OneLLM: One Framework to Align All Modalities with Language

Jiaming Han,Kaixiong Gong,Yiyuan Zhang,Jiaqi Wang,Kaipeng Zhang,Dahua Lin,Yu Qiao,Peng Gao,Xiangyu Yue
2023-12-07
Abstract:Multimodal large language models (MLLMs) have gained significant attention due to their strong multimodal understanding capability. However, existing works rely heavily on modality-specific encoders, which usually differ in architecture and are limited to common modalities. In this paper, we present OneLLM, an MLLM that aligns eight modalities to language using a unified framework. We achieve this through a unified multimodal encoder and a progressive multimodal alignment pipeline. In detail, we first train an image projection module to connect a vision encoder with LLM. Then, we build a universal projection module (UPM) by mixing multiple image projection modules and dynamic routing. Finally, we progressively align more modalities to LLM with the UPM. To fully leverage the potential of OneLLM in following instructions, we also curated a comprehensive multimodal instruction dataset, including 2M items from image, audio, video, point cloud, depth/normal map, IMU and fMRI brain activity. OneLLM is evaluated on 25 diverse benchmarks, encompassing tasks such as multimodal captioning, question answering and reasoning, where it delivers excellent performance. Code, data, model and online demo are available at <a class="link-external link-https" href="https://github.com/csuhan/OneLLM" rel="external noopener nofollow">this https URL</a>
Computer Vision and Pattern Recognition,Artificial Intelligence,Computation and Language,Machine Learning,Multimedia
What problem does this paper attempt to address?

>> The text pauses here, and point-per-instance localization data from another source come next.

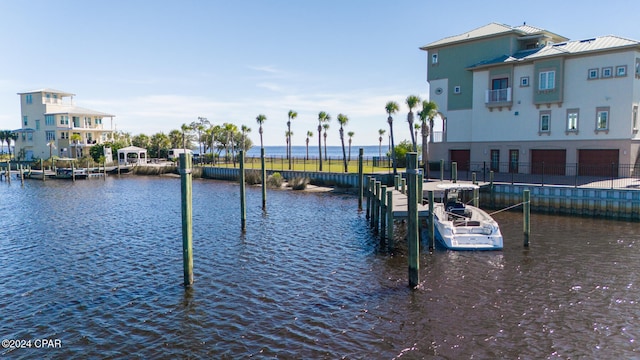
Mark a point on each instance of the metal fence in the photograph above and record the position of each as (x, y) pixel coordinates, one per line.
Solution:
(602, 176)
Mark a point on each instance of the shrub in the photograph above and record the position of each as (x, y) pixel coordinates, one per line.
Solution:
(274, 180)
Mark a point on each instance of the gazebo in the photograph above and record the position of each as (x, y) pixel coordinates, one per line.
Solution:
(132, 155)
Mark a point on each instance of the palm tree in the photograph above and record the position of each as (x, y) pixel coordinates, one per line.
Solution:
(260, 120)
(309, 134)
(392, 108)
(350, 134)
(412, 101)
(429, 111)
(245, 129)
(325, 126)
(381, 133)
(292, 115)
(343, 120)
(322, 117)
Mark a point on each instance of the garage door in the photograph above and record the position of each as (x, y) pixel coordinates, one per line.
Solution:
(462, 157)
(598, 162)
(551, 162)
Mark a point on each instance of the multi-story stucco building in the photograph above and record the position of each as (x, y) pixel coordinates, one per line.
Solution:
(53, 125)
(523, 96)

The paper attempts to address the issue that existing Multimodal Large Language Models (MLLMs) rely on modality-specific encoders, which are often architecturally different and limited to common modalities. The paper proposes a new framework called OneLLM, which aims to overcome the limitations of existing models by aligning eight modalities with language through a unified framework. Specifically, the main contributions of the paper include: 1. **Proposing a unified multimodal alignment framework**: Unlike modality-specific encoders in existing works, OneLLM uses a unified multimodal encoder and a Universal Projection Module (UPM), which can serve as a general and scalable component to handle various modalities. 2. **Integrating eight different modalities into a single model for the first time**: Through a unified framework and a step-by-step multimodal alignment pipeline, OneLLM can easily extend to more data modalities. 3. **Constructing a large-scale multimodal instruction dataset**: After fine-tuning on this dataset, OneLLM performs excellently on multimodal tasks, surpassing specialized models and existing MLLMs. Through these innovations, the paper aims to enhance the generality and scalability of multimodal large language models, enabling them to effectively understand and reason across a wider variety of modality data.